Esta frase es real y no se la escuchado a algún periodista en un viaje por Eritrea,
Turkmenistán y Corea del Norte. Fue hace unas pocas semanas, en un bar del
centro de Madrid, en este país nuestro que se enorgullece de contar con una prensa libre.
La
brutal crisis económica azota a todos los sectores de
actividad y la prensa, que vive su vía
crucis particular, no iba a ser menos. El panorama mediático es sombrío y es iluso pensar
que se podrán solucionar los problemas sólo con despidos
masivos de periodistas, la detención de los responsables de plataformas
digitales piratas o las pequeñas
victorias en la lucha de los editores contra Google.
La
situación es tan mala y tan nefastas las perspectivas que, hasta desde posiciones
identificadas con el liberalismo
económico, se pide dinero público para la prensa. Estos “subsidios
públicos para la democracia” forman parte de la tradición del periodismo
pero no serían fáciles de entender para un país poco aficionado a la lectura de prensa y en el que la población, día tras día,
asiste a nuevos recortes en servicios como la educación o la sanidad.
Quizás
por ello, el gobierno central hace oídos sordos a las propuestas
de los editores y toma decisiones
justificadas en la necesaria austeridad que no pueden ser compensadas por otras ayudas
públicas como las suscripciones
institucionales o subvenciones
autónomicas.
La
experiencia de un país como Francia, ejemplo de fuertes ayudas a la
prensa, tampoco anima a tomar una decisión de estas características. A pesar
del plan anunciado por Sarkozy en el año 2009, con ayudas de 600 millones de
euros en tres años, los lectores dan la espalda a los periódicos y éstos van
cayendo como
fichas de dominó .
Por
si fuera poco, es difícil creer que una mayor dependencia de los gobiernos puede
contribuir a mejorar la calidad de la información cuando la sombra
del clientelismo político sobrevuela el ejercicio del periodismo. Y es inevitable
que así sea después de contemplar -por tomar
un ejemplo reciente- las portadas que algunos medios de tirada nacional dedicaron
–mejor dicho, no dedicaron- a la multimillonaria ayuda
pública a Bankia.
Causaba
perplejidad comparar esas portadas
con el tratamiento que la misma noticia recibió en medios
extranjeros. Quizás fuera más importante el acontecimiento deportivo del día
o tal vez pesaron más las razones políticas y publicitarias que
las periodísticas a la hora de tomar esa decisión editorial.

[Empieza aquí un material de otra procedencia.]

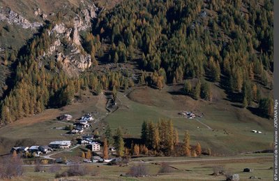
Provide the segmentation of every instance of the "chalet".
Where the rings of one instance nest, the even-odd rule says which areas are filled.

El caso es que, cuando se dispone a redactar un artículo, el
periodista está sometido hoy a una presión que, a duras penas, deja resquicio para
la independencia y el adecuado desempeño profesional. Y es la libertad a la
hora de ejercer el periodismo el elemento de partida que puede dar sentido a la
relación entre calidad de información, número de lectores e inversión
publicitaria.
Quizás sea tarde ya para los periódicos y no lleguen, tal como los conocemos, a ese año 2043 en el que la última rotativa dejará de imprimir el último diario para el último lector de diarios según vaticinó Philip Meyer, en su libro "Vanishing Newspaper".
Y
también es posible que, entre todos, estemos contribuyendo al fin prematuro de un
tiempo en el que, con sus límites y contradicciones, la prensa se erigía como
un sólido contrapoder que articulaba el debate público y proporcionaba valiosas
pistas para interpretar la realidad.
Una
prensa libre que podría jugar un importante papel para salir del atolladero en
el que nos hallamos, en un tiempo en el que la razón de estado parece sometida
a la sinrazón de la especulación financiera cuando no del puro latrocinio.